Fishing

This little town doesn’t boast to be the fishing capital of anywhere but could show Campbell River a thing or two about fishing facilities

It’s been some twenty years or more since I went sport fishing. Back then, you could still use barbed hooks. That’s right, when you hooked into a fish with your 15-20 pound test line, you stopped the boat and played the fish, sometimes for up to 45 minutes.

I recently went to Port Alberni (the real fishing capital) to try my hand at getting some sockeye. On the way out at 5 a.m. I watched the “commercial sportfishing fleet” head out. I made the comment to my buddy that  he had forgotten his landing net. “We don’t use a net,” he says, “we don’t even take the boat out of gear when we get a fish on the line. We use 40 pound test line, wind like hell till it’s up to the boat, grab the flasher and flip it into the boat.”

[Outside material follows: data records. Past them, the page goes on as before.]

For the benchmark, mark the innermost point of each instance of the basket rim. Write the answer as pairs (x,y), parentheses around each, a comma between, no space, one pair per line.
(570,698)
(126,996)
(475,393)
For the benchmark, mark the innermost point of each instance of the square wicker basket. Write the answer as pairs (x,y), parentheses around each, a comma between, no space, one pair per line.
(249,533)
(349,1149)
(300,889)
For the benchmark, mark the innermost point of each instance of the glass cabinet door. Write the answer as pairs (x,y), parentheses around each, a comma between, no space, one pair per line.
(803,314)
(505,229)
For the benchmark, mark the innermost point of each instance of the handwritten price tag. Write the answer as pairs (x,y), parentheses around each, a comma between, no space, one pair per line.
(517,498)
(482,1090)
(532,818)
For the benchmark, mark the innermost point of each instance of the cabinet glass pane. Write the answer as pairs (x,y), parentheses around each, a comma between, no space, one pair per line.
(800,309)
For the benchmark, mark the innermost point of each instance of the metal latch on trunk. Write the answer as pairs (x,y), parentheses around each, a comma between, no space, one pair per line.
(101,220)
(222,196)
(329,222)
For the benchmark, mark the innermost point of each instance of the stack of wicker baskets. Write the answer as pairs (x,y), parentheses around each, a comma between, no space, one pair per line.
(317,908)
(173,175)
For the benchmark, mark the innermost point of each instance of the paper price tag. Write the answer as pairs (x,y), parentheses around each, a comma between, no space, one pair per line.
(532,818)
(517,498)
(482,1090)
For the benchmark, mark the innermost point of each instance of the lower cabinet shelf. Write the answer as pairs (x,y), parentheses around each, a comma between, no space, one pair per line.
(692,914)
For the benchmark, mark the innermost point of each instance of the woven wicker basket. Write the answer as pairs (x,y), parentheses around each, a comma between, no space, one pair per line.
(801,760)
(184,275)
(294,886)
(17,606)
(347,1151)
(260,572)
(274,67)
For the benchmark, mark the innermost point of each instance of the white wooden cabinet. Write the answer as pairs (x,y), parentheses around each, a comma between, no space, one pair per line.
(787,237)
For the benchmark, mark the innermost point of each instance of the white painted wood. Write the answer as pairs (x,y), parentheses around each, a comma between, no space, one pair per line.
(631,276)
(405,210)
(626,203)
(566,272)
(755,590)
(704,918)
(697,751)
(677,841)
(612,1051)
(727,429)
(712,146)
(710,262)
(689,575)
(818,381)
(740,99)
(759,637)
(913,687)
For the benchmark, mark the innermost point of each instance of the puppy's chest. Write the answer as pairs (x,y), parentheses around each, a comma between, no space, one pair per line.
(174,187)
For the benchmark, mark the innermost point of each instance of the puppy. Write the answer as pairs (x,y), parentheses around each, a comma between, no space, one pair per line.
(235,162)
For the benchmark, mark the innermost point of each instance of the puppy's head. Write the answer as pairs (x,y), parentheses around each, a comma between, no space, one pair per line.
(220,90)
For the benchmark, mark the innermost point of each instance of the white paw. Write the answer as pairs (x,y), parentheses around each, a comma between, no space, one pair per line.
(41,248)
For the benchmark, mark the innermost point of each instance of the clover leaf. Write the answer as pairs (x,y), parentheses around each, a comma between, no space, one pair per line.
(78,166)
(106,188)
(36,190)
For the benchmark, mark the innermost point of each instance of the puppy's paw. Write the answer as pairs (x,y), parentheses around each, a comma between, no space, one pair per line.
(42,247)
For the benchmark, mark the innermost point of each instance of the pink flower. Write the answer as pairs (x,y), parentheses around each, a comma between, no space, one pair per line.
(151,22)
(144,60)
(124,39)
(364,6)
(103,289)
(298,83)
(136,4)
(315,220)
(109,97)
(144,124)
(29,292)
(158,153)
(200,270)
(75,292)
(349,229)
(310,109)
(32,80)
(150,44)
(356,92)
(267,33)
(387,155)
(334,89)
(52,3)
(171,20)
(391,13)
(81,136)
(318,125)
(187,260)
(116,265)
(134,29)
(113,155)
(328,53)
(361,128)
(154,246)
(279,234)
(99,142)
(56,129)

“Whoa, wait a minute, am I missing something? Where’s the sport in that?”

“With a barbless hook you can’t give them any slack or they’ll fall off,” he continues. Then he proceeds to tell me he lost 13 the day before – “probably ripped the mouths off them,” he says.

That’s when I realized we weren’t sport fishing – we were meat hunting.

Well, we never caught any fish because the seiners and gillnetters were out the day before I got there. If this is what we call sportfishing you can have it.

Last year, I made a trip to Southern Ontario and had the opportunity to go fishing. We drove to the lake with boat in tow and I could not believe my eyes – a parking lot for your truck and trailer that we can only dream about. A boat launch where you can put in 4-5 boats at once. An L-shaped breakwater with a huge L-shaped dock to pull your boat to after you have launched it. If you happened to be the poor sucker who had to park at the far end of the lot, there is a man with a golf cart to pick you up and give you a ride to your boat. You can catch salmon, lake trout, pickerel and perch. The best part is that you can use a barbed hook! That’s right, when the fish are biting you only use half the fuel so your carbon footprint is cut in half because you can keep the fish on the line.

This little town doesn’t boast to be the fishing capital of anywhere but could show Campbell River a thing or two about fishing facilities.

I know the ramps are free but the parking lots are full of potholes, you need a four-wheel-drive if it’s low tide (including McIvor Lake) and, usually, there’s nowhere to park. I have had better skid roads and log dumps in my day. If you want to be the salmon capital of the world, at the very least supply a decent boat launch and parking area. You would think it would be embarrassing to show this to tourists. You wouldn’t go skiing at Mount Washington if they didn’t have a proper ski lift would you?